5. Il ressort des pièces du dossier que la mesure de suspension prononcée par le maire de Chevannes, le 6 décembre 2022, à l'encontre de Mme A constitue une mesure conservatoire, prise dans l'intérêt du service, dans l'attente de la décision du conseil de discipline, dont le maire a annoncé la saisine. Si Mme A fait état des charges financières dont elle doit continuer à s'acquitter pour sa vie quotidienne, il est constant qu'en application de l'article 2 de l'arrêté attaqué, elle conserve pendant toute la durée de la suspension de ses fonctions le bénéfice de l'intégralité de son traitement ainsi que son indemnité de résidence et le supplément familial de traitement. Au surplus, la mesure de suspension litigieuse, dont la durée ne peut excéder en principe quatre mois en application de l'article L. 531-1 du code général de la fonction publique, doit cesser de produire ses effets, le 6 avril prochain. Cette mesure ne peut donc être regardée comme portant une atteinte suffisamment grave et immédiate à la situation de Mme A de nature à caractériser une situation d'urgence au sens des dispositions précitées de l'article L. 521-1 du code de justice administrative.

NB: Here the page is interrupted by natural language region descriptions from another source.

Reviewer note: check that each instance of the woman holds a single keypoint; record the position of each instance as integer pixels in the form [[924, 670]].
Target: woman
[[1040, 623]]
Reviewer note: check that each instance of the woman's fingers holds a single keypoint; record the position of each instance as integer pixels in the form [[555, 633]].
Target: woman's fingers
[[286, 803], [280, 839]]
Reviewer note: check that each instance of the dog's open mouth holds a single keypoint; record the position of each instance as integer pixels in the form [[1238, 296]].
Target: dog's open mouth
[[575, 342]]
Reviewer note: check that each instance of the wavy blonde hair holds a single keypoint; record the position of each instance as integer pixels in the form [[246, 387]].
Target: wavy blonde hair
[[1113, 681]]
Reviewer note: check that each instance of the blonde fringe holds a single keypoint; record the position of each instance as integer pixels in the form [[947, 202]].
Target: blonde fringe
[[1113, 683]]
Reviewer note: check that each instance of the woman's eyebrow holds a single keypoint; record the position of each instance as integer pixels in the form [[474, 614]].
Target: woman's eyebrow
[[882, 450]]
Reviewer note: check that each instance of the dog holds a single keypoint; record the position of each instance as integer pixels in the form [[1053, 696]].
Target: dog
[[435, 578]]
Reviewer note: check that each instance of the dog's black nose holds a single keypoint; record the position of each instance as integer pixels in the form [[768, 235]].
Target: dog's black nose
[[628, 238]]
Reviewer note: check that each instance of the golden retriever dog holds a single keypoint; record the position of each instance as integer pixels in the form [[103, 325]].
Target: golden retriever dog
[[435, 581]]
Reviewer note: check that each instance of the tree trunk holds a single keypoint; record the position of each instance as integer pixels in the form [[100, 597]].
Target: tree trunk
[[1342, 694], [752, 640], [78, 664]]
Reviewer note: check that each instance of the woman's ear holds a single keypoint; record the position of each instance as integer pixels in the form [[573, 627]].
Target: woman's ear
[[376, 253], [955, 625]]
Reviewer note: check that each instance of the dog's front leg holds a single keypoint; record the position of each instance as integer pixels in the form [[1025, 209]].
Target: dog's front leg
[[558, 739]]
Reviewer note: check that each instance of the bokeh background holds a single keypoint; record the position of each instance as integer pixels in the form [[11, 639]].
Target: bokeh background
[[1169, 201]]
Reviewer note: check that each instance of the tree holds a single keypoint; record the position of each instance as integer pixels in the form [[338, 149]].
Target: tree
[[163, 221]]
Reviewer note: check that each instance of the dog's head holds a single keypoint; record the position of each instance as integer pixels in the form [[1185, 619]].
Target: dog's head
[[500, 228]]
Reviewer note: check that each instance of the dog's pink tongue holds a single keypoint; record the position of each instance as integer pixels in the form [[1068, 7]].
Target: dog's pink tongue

6. Il résulte de ce qui précède, sans qu'il soit besoin de se prononcer sur les moyens susceptibles de créer un doute sérieux sur la légalité de l'arrêté litigieux, que la demande de Mme A tendant à la suspension de l'exécution de cet arrêté doit être rejetée, ainsi que, par voie de conséquence, ses conclusions tendant à l'application de l'article L. 761-1 du code de justice administrative.

O R D O N N E :

Article 1er : La requête de Mme A doit être rejetée.

Article 2 : La présente ordonnance sera notifiée à Mme B A.

Fait à Versailles, le 3 avril 2023.

Le juge des référés,

signé

Ph. Blanc

La République mande et ordonne au préfet de l'Essonne en ce qui le concerne et à tous commissaires de justice à ce requis en ce qui concerne les voies de droit commun, contre les parties privées, de pourvoir à l'exécution de la présente décision.